November 23, 2025

OLEH: ALI PUDI

Aktivis 98

Lensa-informasi.com-Di tengah tekanan ekonomi yang semakin menghimpit dan kondisi fiskal daerah yang melemah, Pemerintah Kabupaten Banyuasin justru mengambil kebijakan yang memicu kegaduhan nasional. Dua langkah kontroversial—pengangkatan 24 staf ahli oleh Bupati Banyuasin Dr. H. Askolani dan rehab rumah dinas Wakil Bupati senilai miliaran rupiah, meski bangunan tersebut masih sangat layak—menunjukkan jurang yang lebar antara amanat publik dan keputusan elit daerah.

Langkah-langkah ini dinilai publik bukan hanya tidak sensitif, tetapi juga mengabaikan tiga pedoman penting negara:

  1. Instruksi Presiden tentang efisiensi belanja daerah,
  2. Surat edaran BKN yang melarang pengangkatan staf ahli/staf khusus,
  3. Arah kebijakan Menteri Keuangan agar anggaran daerah diprioritaskan untuk pelayanan publik dan kebutuhan dasar rakyat.

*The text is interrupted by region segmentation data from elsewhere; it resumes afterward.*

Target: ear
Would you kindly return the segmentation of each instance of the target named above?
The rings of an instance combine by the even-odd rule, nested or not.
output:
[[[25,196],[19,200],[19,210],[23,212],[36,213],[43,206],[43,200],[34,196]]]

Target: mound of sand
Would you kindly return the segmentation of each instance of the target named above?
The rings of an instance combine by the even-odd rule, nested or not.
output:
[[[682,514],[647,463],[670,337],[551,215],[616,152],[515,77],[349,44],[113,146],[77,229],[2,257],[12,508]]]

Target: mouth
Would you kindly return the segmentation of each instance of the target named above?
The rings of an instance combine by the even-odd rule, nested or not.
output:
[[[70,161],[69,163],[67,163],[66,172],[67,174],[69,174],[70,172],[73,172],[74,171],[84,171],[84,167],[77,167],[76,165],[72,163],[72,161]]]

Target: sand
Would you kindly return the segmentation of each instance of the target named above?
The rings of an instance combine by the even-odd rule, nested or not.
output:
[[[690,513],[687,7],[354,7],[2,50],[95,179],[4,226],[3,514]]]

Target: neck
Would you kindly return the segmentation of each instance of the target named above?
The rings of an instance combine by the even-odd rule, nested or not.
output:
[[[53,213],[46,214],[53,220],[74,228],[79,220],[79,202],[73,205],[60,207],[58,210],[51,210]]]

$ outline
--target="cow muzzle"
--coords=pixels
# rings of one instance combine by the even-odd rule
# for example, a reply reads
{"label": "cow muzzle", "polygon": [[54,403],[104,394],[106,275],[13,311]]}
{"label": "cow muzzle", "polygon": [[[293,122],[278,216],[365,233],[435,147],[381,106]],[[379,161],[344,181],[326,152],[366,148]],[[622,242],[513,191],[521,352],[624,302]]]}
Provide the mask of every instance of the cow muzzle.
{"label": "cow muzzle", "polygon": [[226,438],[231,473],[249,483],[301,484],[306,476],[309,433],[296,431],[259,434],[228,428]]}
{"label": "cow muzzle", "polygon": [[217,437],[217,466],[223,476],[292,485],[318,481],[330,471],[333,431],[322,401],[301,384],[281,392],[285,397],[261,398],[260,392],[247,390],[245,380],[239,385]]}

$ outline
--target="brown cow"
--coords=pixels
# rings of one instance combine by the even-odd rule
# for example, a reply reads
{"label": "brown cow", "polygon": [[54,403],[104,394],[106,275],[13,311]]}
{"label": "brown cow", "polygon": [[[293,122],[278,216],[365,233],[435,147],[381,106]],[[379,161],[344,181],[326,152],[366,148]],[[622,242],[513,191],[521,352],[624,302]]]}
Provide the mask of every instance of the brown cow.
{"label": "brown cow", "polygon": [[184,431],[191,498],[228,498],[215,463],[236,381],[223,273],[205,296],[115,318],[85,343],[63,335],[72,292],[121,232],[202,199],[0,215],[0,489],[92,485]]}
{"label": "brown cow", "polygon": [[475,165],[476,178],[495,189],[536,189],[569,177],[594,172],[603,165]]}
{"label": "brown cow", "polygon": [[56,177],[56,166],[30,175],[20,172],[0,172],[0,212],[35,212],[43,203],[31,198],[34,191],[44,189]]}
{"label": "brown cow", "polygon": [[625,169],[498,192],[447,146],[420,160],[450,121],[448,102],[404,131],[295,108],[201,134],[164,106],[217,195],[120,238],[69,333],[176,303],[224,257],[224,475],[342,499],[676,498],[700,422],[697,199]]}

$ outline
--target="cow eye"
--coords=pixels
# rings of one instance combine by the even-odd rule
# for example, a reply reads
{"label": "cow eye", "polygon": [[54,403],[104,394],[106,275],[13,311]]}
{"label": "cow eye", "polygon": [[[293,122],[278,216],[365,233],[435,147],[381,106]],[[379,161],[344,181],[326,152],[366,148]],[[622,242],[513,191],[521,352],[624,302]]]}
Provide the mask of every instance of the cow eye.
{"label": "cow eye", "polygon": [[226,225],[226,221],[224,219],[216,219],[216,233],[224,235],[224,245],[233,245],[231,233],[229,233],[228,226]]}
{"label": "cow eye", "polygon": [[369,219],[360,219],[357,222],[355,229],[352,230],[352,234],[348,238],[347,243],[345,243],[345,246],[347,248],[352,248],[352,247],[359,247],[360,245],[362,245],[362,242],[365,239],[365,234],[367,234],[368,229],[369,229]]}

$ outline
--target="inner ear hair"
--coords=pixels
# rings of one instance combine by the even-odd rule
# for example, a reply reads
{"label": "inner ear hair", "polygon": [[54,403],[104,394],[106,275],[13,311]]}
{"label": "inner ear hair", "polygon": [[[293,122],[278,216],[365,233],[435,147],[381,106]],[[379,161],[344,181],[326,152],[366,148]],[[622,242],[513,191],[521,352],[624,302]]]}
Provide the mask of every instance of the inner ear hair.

24 Staf Ahli: Pemborosan yang Sulit Dijelaskan

Di saat banyak pemerintah daerah melakukan efisiensi jabatan non-esensial, Banyuasin justru memperbanyak struktur staf ahli hingga mencapai 24 orang. Kebijakan ini dipertanyakan publik karena:

  • kondisi APBD sedang tertekan,
  • defisit membesar,
  • dan pemerintah pusat menyerukan penghematan anggaran pegawai.

BKN secara terang meminta daerah tidak mengangkat staf ahli atau staf khusus karena dianggap tidak urgen dalam situasi fiskal yang ketat. Namun Banyuasin mengambil langkah yang bertolak belakang. Publik pun wajar bertanya:

Apakah ini kebijakan berbasis kepentingan daerah, atau kepentingan politik?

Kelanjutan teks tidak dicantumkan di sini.